Against such backdrop, the paper aims at contributing to the politics of welfare literature providing evidence of the potentially contentious nature of anti-poverty policies. To this end, we consider the developments of MIS in Italy during the period 1996-2011, in an attempt to make sense of what can be termed a sort of Italian exceptionalism. Italy represents in fact an intriguing case-study from a comparative standpoint for two intertwined reasons. First, from a policy perspective, Italy is one of the last EU-28 member states still lacking a last-resort safety net for working-age individuals in the form a fully-fledged minimum income scheme. The Italian exception, however, is not the result of political and institutional inertia; quite the opposite, it is the outcome - despite high functional pressure - of a somewhat incoherent trajectory made of several attempts followed by policy reversal, at both the national and regional level. Second, from an interpretative standpoint, policy developments observed at the national and regional levels are rather puzzling in comparative perspective, thus calling for interpretation in causal terms. In contrast to what observed in other European countries, political dynamics came in fact to be salient in Italy not just regarding the introduction of a MIS, but also for its continuation or termination, and this holds true at both the national and regional level. Party politics therefore appears to have had a broader impact on the fortunes of MIS in Italy with respect to other EU peers, where the advent of center-right coalitions did not call into question the existence of such schemes, either in early-bird countries – i.e., the UK, Germany and Austria – or as in late-comer countries – i.e., Portugal and Poland.

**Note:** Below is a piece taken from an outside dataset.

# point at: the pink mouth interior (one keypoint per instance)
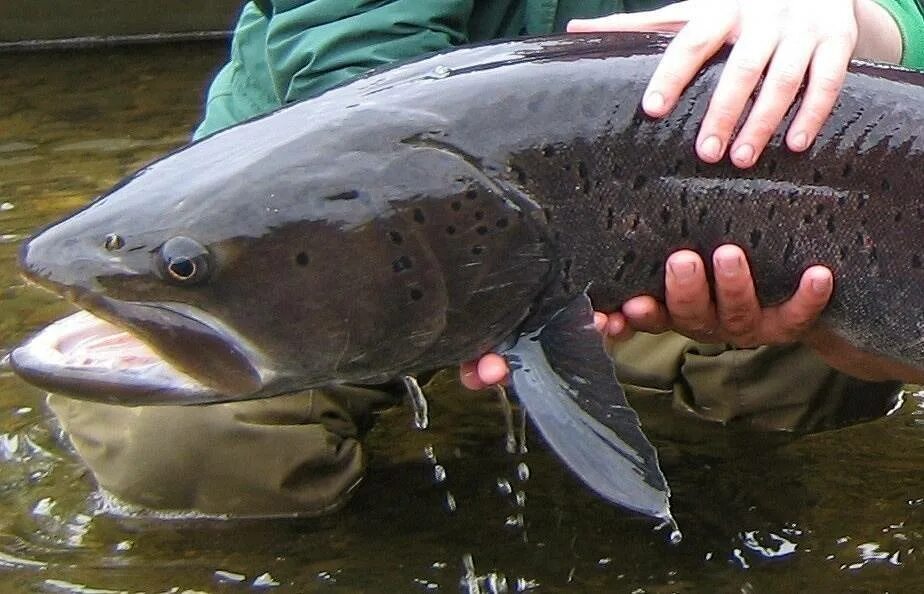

Questioning the expected classical left vs. right parties’ divide towards minimum income, the paper shows that the activation of additional lines of conflict - especially within the center-right camp – is key to make MIS a politically contentious issue, challenging its introduction/consolidation. Our empirical findings suggest that politics matters for MIS, yet political “contentiousness” is more likely to emerge in multi-party systems, that reflect complex underlying political cleavages.